We walked back from Volunteer Park late in the night. It was not too cold and not too warm, a gentle breeze blew, and snow fell from the sky. I was unsettled by the snow, I remember. Denny often allowed me to walk home from the park without my leash, and that night I strayed too far from him. I was watching the flakes fall and gather in a thin layer on the sidewalk and on the street, which was empty of both cars and people.

“Yo, Zo!” he called. He whistled for me, his sharp whistle.

I looked up. He was on the other side of Aloha. He must have crossed without my noticing.

“Come here, boy!”

He slapped his thigh, and I bounded toward him into the street.

Suddenly Denny spotted the car and cried out, “No!

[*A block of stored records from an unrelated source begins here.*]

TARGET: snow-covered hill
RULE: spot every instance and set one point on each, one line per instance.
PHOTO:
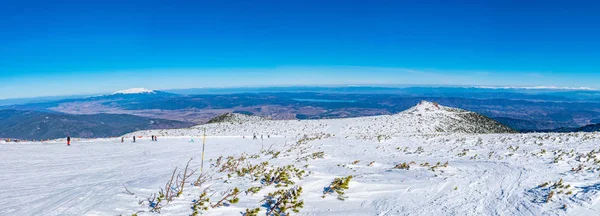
(435, 174)
(235, 118)
(383, 165)
(424, 118)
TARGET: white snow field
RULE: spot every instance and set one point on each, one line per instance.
(395, 170)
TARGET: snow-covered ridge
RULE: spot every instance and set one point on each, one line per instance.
(134, 91)
(424, 118)
(235, 118)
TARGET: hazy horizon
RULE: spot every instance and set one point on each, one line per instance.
(74, 47)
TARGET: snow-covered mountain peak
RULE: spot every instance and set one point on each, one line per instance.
(235, 118)
(425, 107)
(134, 91)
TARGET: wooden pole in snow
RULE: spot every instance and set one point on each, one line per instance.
(203, 144)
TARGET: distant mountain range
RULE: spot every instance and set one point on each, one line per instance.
(18, 124)
(424, 118)
(521, 109)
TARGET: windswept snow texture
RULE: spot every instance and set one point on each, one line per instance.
(491, 178)
(444, 173)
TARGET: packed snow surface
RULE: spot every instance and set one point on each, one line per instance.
(393, 173)
(134, 91)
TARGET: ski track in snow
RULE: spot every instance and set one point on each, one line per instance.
(88, 178)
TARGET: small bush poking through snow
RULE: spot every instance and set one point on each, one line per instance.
(339, 185)
(282, 201)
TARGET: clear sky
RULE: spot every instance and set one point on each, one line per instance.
(81, 47)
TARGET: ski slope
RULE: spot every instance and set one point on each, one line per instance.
(491, 178)
(428, 160)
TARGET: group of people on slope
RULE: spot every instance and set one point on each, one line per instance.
(154, 138)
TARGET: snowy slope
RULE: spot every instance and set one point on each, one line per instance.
(399, 166)
(487, 174)
(424, 118)
(235, 118)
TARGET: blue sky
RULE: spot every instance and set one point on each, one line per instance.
(82, 47)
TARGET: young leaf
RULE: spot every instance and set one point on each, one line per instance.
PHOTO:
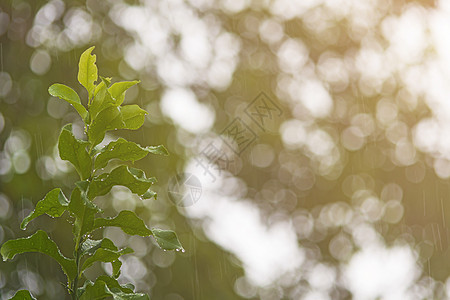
(108, 119)
(87, 71)
(84, 214)
(133, 116)
(167, 239)
(66, 93)
(113, 284)
(102, 99)
(22, 295)
(90, 246)
(149, 194)
(117, 90)
(101, 289)
(39, 242)
(54, 204)
(128, 221)
(74, 150)
(132, 178)
(104, 255)
(126, 151)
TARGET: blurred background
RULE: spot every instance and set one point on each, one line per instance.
(317, 132)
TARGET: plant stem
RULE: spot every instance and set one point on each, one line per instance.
(77, 260)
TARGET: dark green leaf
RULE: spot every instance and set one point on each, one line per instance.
(22, 295)
(133, 116)
(102, 99)
(132, 178)
(126, 151)
(104, 288)
(104, 255)
(128, 221)
(66, 93)
(74, 150)
(167, 239)
(39, 242)
(113, 284)
(87, 71)
(117, 90)
(108, 119)
(54, 204)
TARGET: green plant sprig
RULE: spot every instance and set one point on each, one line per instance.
(104, 112)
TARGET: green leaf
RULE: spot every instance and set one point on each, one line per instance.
(133, 116)
(74, 150)
(117, 90)
(87, 71)
(128, 221)
(149, 194)
(126, 151)
(105, 288)
(39, 242)
(90, 246)
(102, 99)
(117, 264)
(108, 119)
(84, 214)
(132, 178)
(54, 204)
(104, 255)
(167, 239)
(22, 295)
(66, 93)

Wait!”

The tires did not scream, as tires do. The ground was covered with a thin layer of snow. The tires hushed. They shushed. And then the car hit me.

So stupid
, I thought.
I am so stupid. I am the stupidest dog on the planet, and I have the nerve to dream of becoming a man? I am stupid.

“Settle down, boy.” Denny's hands were on me. Warm.

“I didn't see—” said the driver of the car.

“I know,” said Denny.

“He shot out—” continued the driver.

“I totally understand. I saw the whole thing,” replied Denny.

Denny lifted me. Denny held me. “I'm several blocks from home. He's too heavy to carry. Will you drive me?”

“Sure, but—”

“You tried to stop. The street is snowy,” Denny said calmly.

“I'm totally freaking—I've never hit a dog before.”

“What just happened isn't important,” Denny said. “Let's think about what's going to happen next. Get in your car.”

“Yeah,” the boy said. He was just a boy. A teenager. “Where should I go?”

“Everything's fine,” Denny said, sliding into the backseat with me on his lap. “Take a deep breath and let's drive.”